For example, the audio/video data in the original video data may be encoded according to any one of the video encoding standards such as H264 and H265, and then the encoded code stream is encapsulated according to the standard box protocol in the MP4 encapsulation format, and the original three-dimensional scene information may be encapsulated into separate boxes by using a custom protocol, for example, each frame of camera pose data in the three-dimensional scene information may be encapsulated into a box, and the three-dimensional scene data in the three-dimensional scene information may be encapsulated into one or more boxes, and then the original video data and the original three-dimensional scene information may be obtained by parsing the MP4 file by encapsulating each box obtained as an MP4 file and providing the MP4 file to the video editing device.

Of course, in the implementation, the original video data and the original three-dimensional information file may also be provided to the video acquisition device in a manner of directly transmitting the target encoding packet.
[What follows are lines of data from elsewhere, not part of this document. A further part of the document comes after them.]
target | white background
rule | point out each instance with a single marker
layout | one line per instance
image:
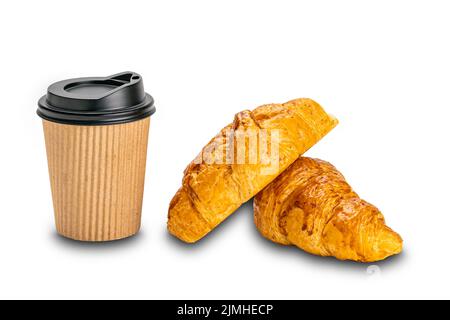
(381, 67)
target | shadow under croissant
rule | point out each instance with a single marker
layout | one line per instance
(284, 251)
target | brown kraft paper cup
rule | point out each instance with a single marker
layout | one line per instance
(97, 175)
(97, 178)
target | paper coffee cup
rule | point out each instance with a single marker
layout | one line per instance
(96, 134)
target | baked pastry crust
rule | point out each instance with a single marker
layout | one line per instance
(211, 192)
(310, 205)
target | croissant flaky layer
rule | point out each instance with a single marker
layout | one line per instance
(229, 171)
(311, 206)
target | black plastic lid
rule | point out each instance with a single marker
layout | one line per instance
(97, 100)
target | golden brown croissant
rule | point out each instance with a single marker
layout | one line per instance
(211, 190)
(310, 205)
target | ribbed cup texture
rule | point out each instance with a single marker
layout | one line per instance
(97, 178)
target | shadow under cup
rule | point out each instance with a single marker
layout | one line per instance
(96, 135)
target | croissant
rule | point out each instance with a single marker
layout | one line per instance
(311, 206)
(215, 185)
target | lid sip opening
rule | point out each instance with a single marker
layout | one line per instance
(115, 99)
For example, the original video data may be encoded based on the H264 encoding standard to obtain corresponding code stream data, and at the same time, a target encoded packet is obtained by filling each frame of camera pose data in a supplemental enhancement information field, i.e., an SEI field, and by encapsulating the above code stream data in such a manner that three-dimensional scene data is carried in metadata, i.e., metadata, and the target encoded packet is provided to a video acquisition apparatus.

In addition, the original video data and the original three-dimensional scene information may also be provided to the video editing apparatus in the manner of storing the original three-dimensional scene information in the external file as described in the above A3, where the second preset video file package format may be a video file package format based on a standard protocol, for example, may be a standard MP4 file package format.
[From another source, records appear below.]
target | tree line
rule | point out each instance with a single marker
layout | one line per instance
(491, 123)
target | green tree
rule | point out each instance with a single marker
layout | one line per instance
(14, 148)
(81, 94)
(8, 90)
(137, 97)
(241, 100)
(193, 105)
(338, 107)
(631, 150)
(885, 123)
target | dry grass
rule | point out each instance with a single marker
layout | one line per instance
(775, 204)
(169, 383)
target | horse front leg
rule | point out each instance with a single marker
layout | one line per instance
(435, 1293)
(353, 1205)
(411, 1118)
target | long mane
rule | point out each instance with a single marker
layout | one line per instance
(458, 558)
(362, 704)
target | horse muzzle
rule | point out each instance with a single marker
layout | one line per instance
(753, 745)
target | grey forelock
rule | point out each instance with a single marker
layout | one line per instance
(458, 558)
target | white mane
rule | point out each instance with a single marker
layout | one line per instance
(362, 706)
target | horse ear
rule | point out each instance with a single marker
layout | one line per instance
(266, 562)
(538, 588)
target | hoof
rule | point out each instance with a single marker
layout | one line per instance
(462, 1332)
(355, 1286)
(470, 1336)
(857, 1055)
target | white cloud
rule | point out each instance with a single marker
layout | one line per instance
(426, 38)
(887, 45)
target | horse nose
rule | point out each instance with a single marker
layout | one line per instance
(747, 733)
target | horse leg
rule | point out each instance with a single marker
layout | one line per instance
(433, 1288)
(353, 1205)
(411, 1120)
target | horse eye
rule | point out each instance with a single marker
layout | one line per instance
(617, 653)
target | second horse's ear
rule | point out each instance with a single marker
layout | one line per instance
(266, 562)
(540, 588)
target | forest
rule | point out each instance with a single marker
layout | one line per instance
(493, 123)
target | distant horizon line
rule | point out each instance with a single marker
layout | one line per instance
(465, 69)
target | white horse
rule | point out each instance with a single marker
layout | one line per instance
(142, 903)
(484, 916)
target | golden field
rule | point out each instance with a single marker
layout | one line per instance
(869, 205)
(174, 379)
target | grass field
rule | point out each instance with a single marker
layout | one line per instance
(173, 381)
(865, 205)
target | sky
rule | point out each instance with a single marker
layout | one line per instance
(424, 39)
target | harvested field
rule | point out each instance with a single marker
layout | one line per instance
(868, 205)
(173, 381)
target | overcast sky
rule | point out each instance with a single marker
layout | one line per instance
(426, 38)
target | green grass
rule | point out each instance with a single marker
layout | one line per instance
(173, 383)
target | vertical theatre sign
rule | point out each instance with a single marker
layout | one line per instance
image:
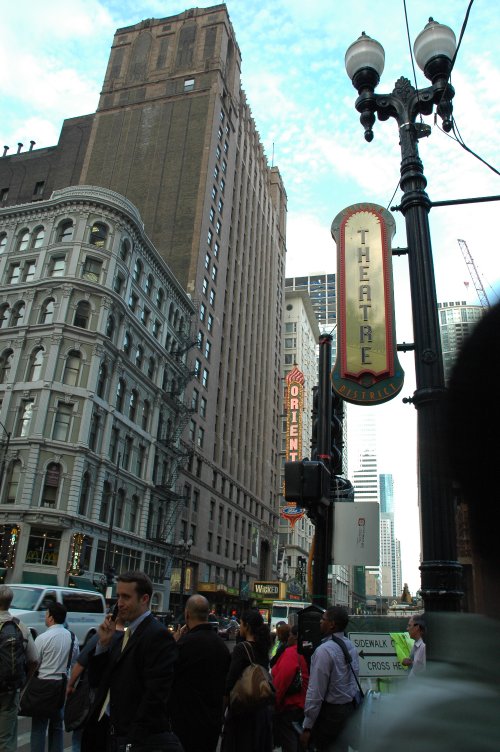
(294, 404)
(367, 370)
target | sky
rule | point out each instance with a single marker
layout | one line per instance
(52, 63)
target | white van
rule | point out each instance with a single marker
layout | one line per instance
(86, 609)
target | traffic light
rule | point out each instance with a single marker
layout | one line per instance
(336, 440)
(315, 423)
(308, 483)
(110, 575)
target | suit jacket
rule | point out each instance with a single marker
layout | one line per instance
(139, 680)
(196, 701)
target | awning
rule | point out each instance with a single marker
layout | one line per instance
(81, 582)
(39, 578)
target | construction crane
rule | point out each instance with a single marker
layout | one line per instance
(481, 293)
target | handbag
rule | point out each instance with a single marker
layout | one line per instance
(296, 683)
(253, 689)
(78, 704)
(41, 698)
The method comprises the steps of obtaining the two types of information by a video editing device, and carrying out three-dimensional video scene reconstruction processing based on the two types of information to provide a video editing scene for a user.

That is, after step S1100, step S1200 is performed to reconstruct a three-dimensional video scene from the original video data and the original three-dimensional scene information.

Please refer to fig. 3, which is a flow chart illustrating a three-dimensional scene reconstruction process according to an embodiment of the present disclosure. As shown in fig. 3, the method for reconstructing a three-dimensional video scene from the original video data and the original three-dimensional scene information includes a step S1210 of obtaining camera pose data and three-dimensional scene data of each frame corresponding to the original video data from the original three-dimensional scene information, and a step S1220 of performing three-dimensional scene reconstruction processing according to the original video data, the camera pose data of each frame, and the three-dimensional scene data to obtain the three-dimensional video scene.

Step S1300, receiving an editing operation of a user for the three-dimensional video scene, and generating target video data in response to the editing operation.

After reconstructing the three-dimensional video scene in step S1200, the user may perform three-dimensional video editing processing based on the three-dimensional video scene.

In one embodiment, the editing operation includes an operation of adding a virtual three-dimensional element, and the generating the target video data in response to the editing operation includes re-performing a video data rendering process based on the added virtual three-dimensional element to generate the target video data including the virtual three-dimensional element.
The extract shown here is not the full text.